More energy label confusion coming

Under the EU energy label scheme appliances were originally labelled A-G with A as the best. Then as standards improved new grades were introduced: A+, A++ and for some products we now have A+++; apparently this is confusing. So the EU is updating the scheme with a rescaling so everything goes back to A-G: they say this is simpler. However, during the changeover period we will see two kinds of labels which is going to be even more confusing. Fortunately for most products there is other information on the label that you can use to compare products by actual energy consumption. Unfortunately this is not so for heaters, which only show the energy class and even this means different things for different types of heater.

Obviously, it takes time to introduce new labels. For most products the old system and the new system will coexist between 2017 and 2021. For heating products like gas boilers, the old scheme will continue to overlap with the new until 2030 [2]. So if you see an A rating on a new boiler, this could be really good (in the new scheme) or pathetic (in the current scheme).

The EU has recognised that there will be further improvements in efficiency, so they have come up with a methodology for repeated rescales. Once all A+ labels have disappeared from the market, further rescaling will be triggered by a surplus in the top classes, namely 30 % in class A or 50% in class A+B. At the time of rescaling the top two classes are to be left empty, aiming for a 10 year validity period of the label [1].

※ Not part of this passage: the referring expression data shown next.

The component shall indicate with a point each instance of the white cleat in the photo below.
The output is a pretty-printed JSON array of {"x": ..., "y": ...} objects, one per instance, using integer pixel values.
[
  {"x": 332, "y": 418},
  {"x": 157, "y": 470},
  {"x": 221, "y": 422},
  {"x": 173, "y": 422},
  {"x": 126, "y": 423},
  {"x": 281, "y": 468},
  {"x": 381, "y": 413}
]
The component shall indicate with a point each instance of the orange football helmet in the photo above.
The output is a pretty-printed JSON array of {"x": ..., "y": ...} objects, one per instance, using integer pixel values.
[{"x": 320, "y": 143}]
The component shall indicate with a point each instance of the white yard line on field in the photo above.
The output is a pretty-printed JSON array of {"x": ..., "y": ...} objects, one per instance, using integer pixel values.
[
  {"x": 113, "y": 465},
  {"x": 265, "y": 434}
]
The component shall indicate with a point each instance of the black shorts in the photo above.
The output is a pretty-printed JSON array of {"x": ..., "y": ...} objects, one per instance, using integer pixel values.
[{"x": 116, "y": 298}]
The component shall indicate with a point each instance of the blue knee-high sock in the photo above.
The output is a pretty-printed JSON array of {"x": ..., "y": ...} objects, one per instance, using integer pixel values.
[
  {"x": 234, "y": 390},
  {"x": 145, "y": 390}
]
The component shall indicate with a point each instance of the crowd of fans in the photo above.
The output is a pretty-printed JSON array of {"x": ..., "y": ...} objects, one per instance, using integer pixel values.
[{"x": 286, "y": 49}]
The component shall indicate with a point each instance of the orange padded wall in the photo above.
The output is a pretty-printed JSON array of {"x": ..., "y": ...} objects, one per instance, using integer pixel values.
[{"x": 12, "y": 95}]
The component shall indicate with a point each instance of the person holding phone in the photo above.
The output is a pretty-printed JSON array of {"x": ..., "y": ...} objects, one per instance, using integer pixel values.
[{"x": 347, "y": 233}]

That means after a rescale all the old A grade products become C or less, presumably with an overlap period where you will see new scales on some products and old scales on others. More scope for confusion. If there is 10 years between rescales and each rescale takes 4 years that means we are confused for 4 years out of 10. Under this supposedly simple new scheme, the letter rating on an energy certificate is practically meaningless nearly half the time.

For most products the energy label give more information than just the energy class. For example for fridges and freezers you are shown the estimated annual energy consumption; for washing machines you get energy use per wash. This means you have an actual number (in kWh) to compare between products. However, for heating products the only information on the label is the energy class and a noise level (in db).

To cap it all, the current labelling scheme for heaters is already confusing because there are different scales for different kinds of heaters. Consider space heaters such as gas boilers or electric heat pumps. Here an A class means a seasonal average efficiency between 90 and 98% for boilers and most heat pumps but 115% to 123% for 'low temperature heat pumps' (usually designed for underfloor heating with a delivery temperature of around 35C).

Wouldn't it be easier if we just used a fixed number scale for all products?  This number could indicate energy use so in all cases small numbers are good and large ones are bad. For fridges and freezers it would be annual energy consumption; for space heaters it could also be annual energy consumption for reference heating demand (i.e. reference heating demand/seasonal average efficiency). The numbers we see on different products will be different but this does not matter because there is no need to compare them. It makes no sense to compare a boiler with a fridge or a washing machine. There will be no need for rescaling, ever. All you need to remember is that small numbers are good. What could be simpler?

[1] Update - Clearer energy labelling: improved energy efficiency (EU Council) March 2017
[2] Long freeze on new labels for heaters may slow innovation, decarbonisation (Euractiv) June 2017
[3] EU regulations for rating heaters (space heaters, combination heaters, packages of space heater, temperature control and solar device and packages of combination heater, temperature control and solar device) ( 2013

1 comment:

  1. The problem with using real numbers is that few people know if '0.3' '7', '82', or '650' is 'good'. What counts as 'low'? Unless you scale everything to be in range 0-10 or 0-100. Numbers make comparisons easy, but if one is '7' and the other '8', does that make them almost identical or one loads better the other. You have to know how long the scale is to make a useful comparison.

    At least with A-G you can assume that 'A' is good (although it's not entirely true for fridges as they got so much better than the old 'good', so 'A' is more like 'not bad'), so it mostly works well enough even with ignorant consumers.

    It does turn out to be harder to do well than you might think.